As the country has grown more secular, Tanavoli has built up and maintained certain religious motifs as a significant part of his visual lexicon. A good example is his relationship to locks, as fastened by devotees to the lattice grillwork of Shia shrines.

He shows the same devotion to saghakhanehs, small niches in walls offering passersby drinking water in memory of Imam Hussein, who with his followers was cut off from water before his martyrdom at the battle of Kerbala in AD680. Tanavoli’s devotion to form while excluding function releases the artistic tradition from its mythical aura.

While the lock has been a site of both ingenuity and metaphor in Iranian heritage, it is Tanavoli’s sculptures and extensive research that make it so significant. He ties in religion, myth and history with contemporary hope. He equates the praying hands that fasten locks onto shrines with his own, which sculpt them in the studio, often as small breasts or disproportionate penises.

Tanavoli’s fervour for Iranian formal heritage is balanced by a sense of irreverence and play that give his work relevance beyond a specific cultural context. In Innovation in Art, 1964, he cuts a vaginal opening into a handmade Persian rug to make room for a toilet ewer, a scatological object most common and most rejected in the Iranian domestic psyche. The ewer is painted after a Jasper Johns Target and the intricate patterns of the rug are flattened into kitsch as they are crudely traced in paint.

His signature Heech series, which has for years been a staple of Tanavoli’s practice, was conceived of in 1965 as a protest. The three letters of the word heech, meaning nothing or nothingness in Farsi, took form in the decorative Nastaliq script both as a protest against the empty overuse of calligraphy in the increasingly popular Saghakhaneh style and the individuals, the institutions and the market that embraced this emptiness. The many years Tanavoli has spent with Heech, and the sheer number of pieces produced with his factory-like ambition, take it beyond the cynicism of its initial protest.
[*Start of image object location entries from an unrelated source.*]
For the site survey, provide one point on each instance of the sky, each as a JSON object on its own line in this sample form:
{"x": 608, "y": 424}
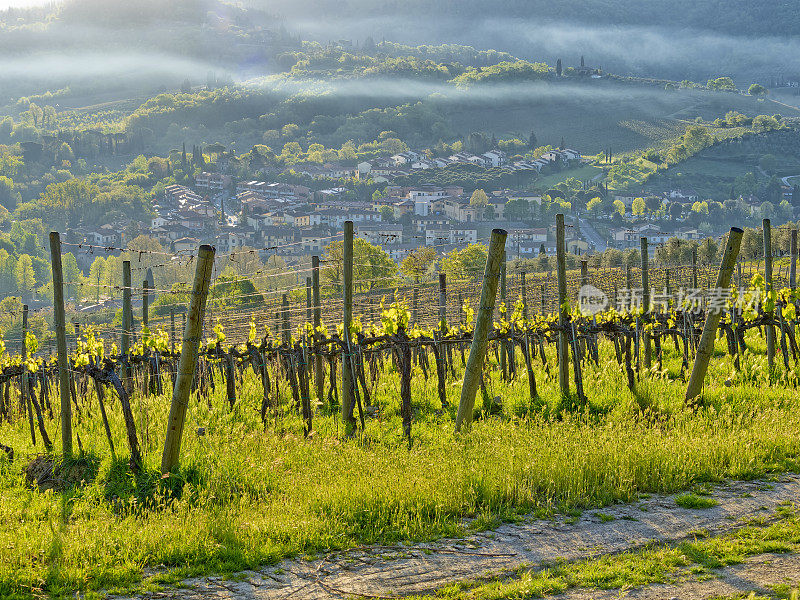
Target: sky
{"x": 21, "y": 3}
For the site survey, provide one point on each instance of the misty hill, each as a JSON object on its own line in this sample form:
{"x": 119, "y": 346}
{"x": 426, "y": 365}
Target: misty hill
{"x": 737, "y": 17}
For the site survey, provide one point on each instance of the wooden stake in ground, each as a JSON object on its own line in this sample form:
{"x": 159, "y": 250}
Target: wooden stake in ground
{"x": 127, "y": 325}
{"x": 188, "y": 359}
{"x": 646, "y": 299}
{"x": 563, "y": 306}
{"x": 793, "y": 264}
{"x": 483, "y": 320}
{"x": 60, "y": 325}
{"x": 503, "y": 299}
{"x": 319, "y": 370}
{"x": 26, "y": 400}
{"x": 706, "y": 347}
{"x": 348, "y": 380}
{"x": 768, "y": 283}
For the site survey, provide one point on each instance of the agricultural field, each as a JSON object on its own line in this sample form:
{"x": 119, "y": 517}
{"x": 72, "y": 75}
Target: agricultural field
{"x": 601, "y": 115}
{"x": 271, "y": 466}
{"x": 584, "y": 173}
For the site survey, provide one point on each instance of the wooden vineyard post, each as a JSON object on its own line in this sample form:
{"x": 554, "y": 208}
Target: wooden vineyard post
{"x": 542, "y": 297}
{"x": 706, "y": 347}
{"x": 286, "y": 326}
{"x": 318, "y": 368}
{"x": 60, "y": 326}
{"x": 483, "y": 320}
{"x": 443, "y": 303}
{"x": 793, "y": 263}
{"x": 415, "y": 302}
{"x": 127, "y": 324}
{"x": 768, "y": 283}
{"x": 148, "y": 381}
{"x": 563, "y": 307}
{"x": 172, "y": 329}
{"x": 348, "y": 397}
{"x": 145, "y": 303}
{"x": 26, "y": 400}
{"x": 584, "y": 273}
{"x": 308, "y": 301}
{"x": 502, "y": 343}
{"x": 646, "y": 299}
{"x": 188, "y": 360}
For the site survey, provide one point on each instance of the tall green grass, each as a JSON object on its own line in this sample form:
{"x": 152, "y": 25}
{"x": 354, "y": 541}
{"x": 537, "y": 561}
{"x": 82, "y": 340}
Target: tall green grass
{"x": 246, "y": 496}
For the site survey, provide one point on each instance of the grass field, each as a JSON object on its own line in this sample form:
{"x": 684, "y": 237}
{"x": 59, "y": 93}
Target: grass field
{"x": 246, "y": 496}
{"x": 600, "y": 114}
{"x": 586, "y": 172}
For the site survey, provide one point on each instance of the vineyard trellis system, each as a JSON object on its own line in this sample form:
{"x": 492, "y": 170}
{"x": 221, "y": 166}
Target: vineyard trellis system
{"x": 415, "y": 327}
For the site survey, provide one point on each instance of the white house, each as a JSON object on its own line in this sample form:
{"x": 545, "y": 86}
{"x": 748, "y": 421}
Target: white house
{"x": 495, "y": 158}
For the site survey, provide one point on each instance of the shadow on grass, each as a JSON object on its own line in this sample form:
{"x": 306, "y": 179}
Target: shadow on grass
{"x": 147, "y": 489}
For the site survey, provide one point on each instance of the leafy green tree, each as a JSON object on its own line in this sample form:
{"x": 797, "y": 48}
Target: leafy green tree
{"x": 387, "y": 214}
{"x": 653, "y": 203}
{"x": 479, "y": 198}
{"x": 517, "y": 209}
{"x": 707, "y": 251}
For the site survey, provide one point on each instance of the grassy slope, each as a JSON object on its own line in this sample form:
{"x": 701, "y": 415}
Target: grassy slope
{"x": 603, "y": 115}
{"x": 251, "y": 496}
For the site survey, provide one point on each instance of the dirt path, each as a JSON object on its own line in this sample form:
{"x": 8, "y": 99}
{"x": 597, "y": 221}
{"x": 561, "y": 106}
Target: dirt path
{"x": 420, "y": 568}
{"x": 759, "y": 574}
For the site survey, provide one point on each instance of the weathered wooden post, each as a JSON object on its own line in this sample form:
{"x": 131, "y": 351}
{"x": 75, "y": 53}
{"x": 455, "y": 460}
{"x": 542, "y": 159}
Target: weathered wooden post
{"x": 348, "y": 379}
{"x": 646, "y": 299}
{"x": 706, "y": 347}
{"x": 145, "y": 303}
{"x": 60, "y": 325}
{"x": 26, "y": 400}
{"x": 768, "y": 283}
{"x": 563, "y": 306}
{"x": 443, "y": 303}
{"x": 542, "y": 297}
{"x": 483, "y": 320}
{"x": 503, "y": 299}
{"x": 793, "y": 264}
{"x": 188, "y": 360}
{"x": 309, "y": 309}
{"x": 127, "y": 325}
{"x": 415, "y": 303}
{"x": 524, "y": 292}
{"x": 286, "y": 326}
{"x": 172, "y": 329}
{"x": 318, "y": 368}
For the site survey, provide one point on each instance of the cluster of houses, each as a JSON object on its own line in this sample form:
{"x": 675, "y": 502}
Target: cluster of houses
{"x": 292, "y": 220}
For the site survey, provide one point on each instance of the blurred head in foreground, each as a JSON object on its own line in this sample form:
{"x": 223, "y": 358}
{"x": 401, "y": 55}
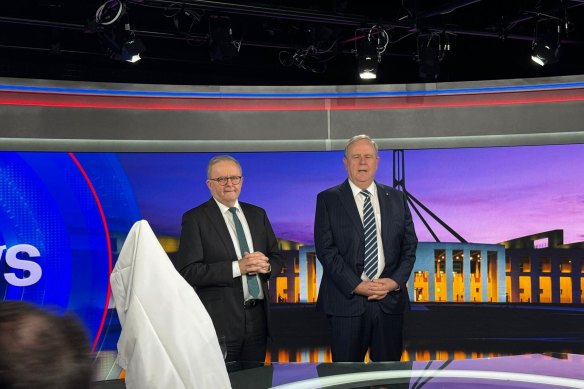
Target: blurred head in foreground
{"x": 39, "y": 349}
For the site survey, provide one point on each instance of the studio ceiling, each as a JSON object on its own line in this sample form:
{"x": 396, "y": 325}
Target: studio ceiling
{"x": 291, "y": 42}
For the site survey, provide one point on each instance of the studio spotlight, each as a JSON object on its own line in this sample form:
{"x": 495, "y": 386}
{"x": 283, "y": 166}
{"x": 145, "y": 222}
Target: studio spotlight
{"x": 110, "y": 12}
{"x": 130, "y": 51}
{"x": 369, "y": 50}
{"x": 545, "y": 47}
{"x": 222, "y": 46}
{"x": 431, "y": 50}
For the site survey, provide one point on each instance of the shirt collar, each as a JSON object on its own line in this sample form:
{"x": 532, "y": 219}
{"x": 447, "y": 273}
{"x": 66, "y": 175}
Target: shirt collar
{"x": 356, "y": 190}
{"x": 223, "y": 208}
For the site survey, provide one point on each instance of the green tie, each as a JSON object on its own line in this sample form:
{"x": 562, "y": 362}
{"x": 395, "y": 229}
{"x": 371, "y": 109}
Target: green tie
{"x": 252, "y": 280}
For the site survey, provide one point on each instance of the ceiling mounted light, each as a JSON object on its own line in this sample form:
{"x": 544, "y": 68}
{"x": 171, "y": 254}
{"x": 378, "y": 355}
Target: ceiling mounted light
{"x": 431, "y": 50}
{"x": 545, "y": 48}
{"x": 110, "y": 12}
{"x": 369, "y": 50}
{"x": 222, "y": 46}
{"x": 120, "y": 43}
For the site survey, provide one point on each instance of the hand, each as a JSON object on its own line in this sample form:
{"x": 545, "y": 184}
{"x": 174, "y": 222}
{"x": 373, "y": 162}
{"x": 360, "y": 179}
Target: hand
{"x": 253, "y": 263}
{"x": 376, "y": 289}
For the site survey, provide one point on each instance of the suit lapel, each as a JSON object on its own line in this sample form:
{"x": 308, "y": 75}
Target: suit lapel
{"x": 254, "y": 229}
{"x": 348, "y": 201}
{"x": 218, "y": 222}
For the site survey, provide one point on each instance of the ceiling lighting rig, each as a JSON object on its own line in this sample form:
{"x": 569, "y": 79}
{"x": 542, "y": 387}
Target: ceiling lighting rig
{"x": 432, "y": 47}
{"x": 115, "y": 34}
{"x": 370, "y": 45}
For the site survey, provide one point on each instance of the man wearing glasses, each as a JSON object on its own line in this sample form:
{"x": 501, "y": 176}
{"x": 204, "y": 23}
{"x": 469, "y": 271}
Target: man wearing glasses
{"x": 227, "y": 252}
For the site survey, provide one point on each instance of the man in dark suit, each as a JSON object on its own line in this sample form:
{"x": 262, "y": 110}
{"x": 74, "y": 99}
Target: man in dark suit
{"x": 227, "y": 252}
{"x": 365, "y": 240}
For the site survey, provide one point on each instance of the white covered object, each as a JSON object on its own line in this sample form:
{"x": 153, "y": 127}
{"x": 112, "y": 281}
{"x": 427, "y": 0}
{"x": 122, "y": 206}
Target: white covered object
{"x": 168, "y": 339}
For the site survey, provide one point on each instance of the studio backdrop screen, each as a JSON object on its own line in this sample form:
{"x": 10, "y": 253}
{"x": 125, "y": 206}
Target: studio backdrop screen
{"x": 64, "y": 216}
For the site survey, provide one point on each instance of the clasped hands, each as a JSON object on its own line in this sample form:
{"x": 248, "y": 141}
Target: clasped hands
{"x": 253, "y": 263}
{"x": 376, "y": 289}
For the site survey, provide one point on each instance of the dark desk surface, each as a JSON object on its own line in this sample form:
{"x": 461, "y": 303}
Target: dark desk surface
{"x": 533, "y": 371}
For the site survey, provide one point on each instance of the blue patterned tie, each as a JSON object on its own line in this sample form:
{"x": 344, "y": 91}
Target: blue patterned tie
{"x": 252, "y": 280}
{"x": 370, "y": 236}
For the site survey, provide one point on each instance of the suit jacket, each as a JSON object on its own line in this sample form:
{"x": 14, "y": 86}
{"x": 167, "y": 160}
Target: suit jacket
{"x": 340, "y": 247}
{"x": 205, "y": 257}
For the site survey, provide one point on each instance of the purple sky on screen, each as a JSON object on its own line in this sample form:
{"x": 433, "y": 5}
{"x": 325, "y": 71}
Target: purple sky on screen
{"x": 487, "y": 195}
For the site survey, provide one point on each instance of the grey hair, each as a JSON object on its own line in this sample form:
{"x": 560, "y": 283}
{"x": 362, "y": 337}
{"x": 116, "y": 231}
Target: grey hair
{"x": 221, "y": 158}
{"x": 357, "y": 138}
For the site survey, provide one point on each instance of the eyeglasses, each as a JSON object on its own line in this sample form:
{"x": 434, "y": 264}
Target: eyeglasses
{"x": 223, "y": 180}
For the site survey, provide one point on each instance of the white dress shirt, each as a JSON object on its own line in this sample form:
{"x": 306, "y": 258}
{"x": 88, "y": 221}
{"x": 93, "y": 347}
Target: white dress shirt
{"x": 228, "y": 217}
{"x": 360, "y": 201}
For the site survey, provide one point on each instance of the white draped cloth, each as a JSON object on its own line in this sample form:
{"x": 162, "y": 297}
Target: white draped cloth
{"x": 167, "y": 339}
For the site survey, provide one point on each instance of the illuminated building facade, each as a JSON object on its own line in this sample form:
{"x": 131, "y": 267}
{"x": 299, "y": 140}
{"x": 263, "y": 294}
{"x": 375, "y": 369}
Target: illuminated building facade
{"x": 542, "y": 269}
{"x": 458, "y": 272}
{"x": 537, "y": 268}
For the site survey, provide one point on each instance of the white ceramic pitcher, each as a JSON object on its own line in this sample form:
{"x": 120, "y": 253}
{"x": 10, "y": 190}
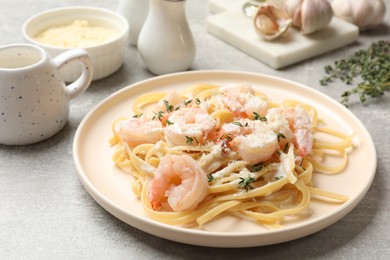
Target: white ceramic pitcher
{"x": 34, "y": 101}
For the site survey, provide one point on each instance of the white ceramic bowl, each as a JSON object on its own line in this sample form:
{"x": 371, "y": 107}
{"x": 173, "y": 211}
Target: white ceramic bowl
{"x": 106, "y": 57}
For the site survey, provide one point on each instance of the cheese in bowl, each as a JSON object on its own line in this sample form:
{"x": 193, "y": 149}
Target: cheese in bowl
{"x": 78, "y": 33}
{"x": 101, "y": 32}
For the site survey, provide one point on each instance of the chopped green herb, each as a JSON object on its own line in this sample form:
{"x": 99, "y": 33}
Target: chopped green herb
{"x": 259, "y": 117}
{"x": 210, "y": 177}
{"x": 158, "y": 115}
{"x": 190, "y": 140}
{"x": 373, "y": 67}
{"x": 285, "y": 149}
{"x": 168, "y": 106}
{"x": 237, "y": 123}
{"x": 276, "y": 178}
{"x": 280, "y": 136}
{"x": 256, "y": 167}
{"x": 137, "y": 116}
{"x": 227, "y": 137}
{"x": 246, "y": 182}
{"x": 187, "y": 102}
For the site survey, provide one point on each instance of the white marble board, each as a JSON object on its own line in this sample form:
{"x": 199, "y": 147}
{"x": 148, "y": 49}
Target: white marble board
{"x": 229, "y": 23}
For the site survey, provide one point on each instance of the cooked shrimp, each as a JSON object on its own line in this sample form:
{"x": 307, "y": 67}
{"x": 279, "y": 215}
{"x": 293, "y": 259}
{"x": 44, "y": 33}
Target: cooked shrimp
{"x": 254, "y": 141}
{"x": 181, "y": 180}
{"x": 135, "y": 131}
{"x": 189, "y": 126}
{"x": 295, "y": 124}
{"x": 241, "y": 100}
It is radical for an artist to make “nothing”. But Tanavoli’s heech is constant neither in form nor narrative. The pieces are made in all sizes and media, from bronze to fibre-glass and neon lights. Heech emerges from a box, melts into its chair, lies beneath a table and embraces another. As it takes form it grows both endearing and ridiculous. Its irony, not lost on the artist, points to his nostalgia for the figure, a need for play, for narrative, for history.

Tanavoli cannot stay on a heech hiatus. However freely he has drawn from and built upon his own heritage, he has always done so with great care. It is partly this sense of responsibility that has given him the popular status he enjoys in Iran. While it may be a source of pleasure and inspiration, it is no doubt also a burden for any artist, one he has borne seamlessly, and with grace and humility.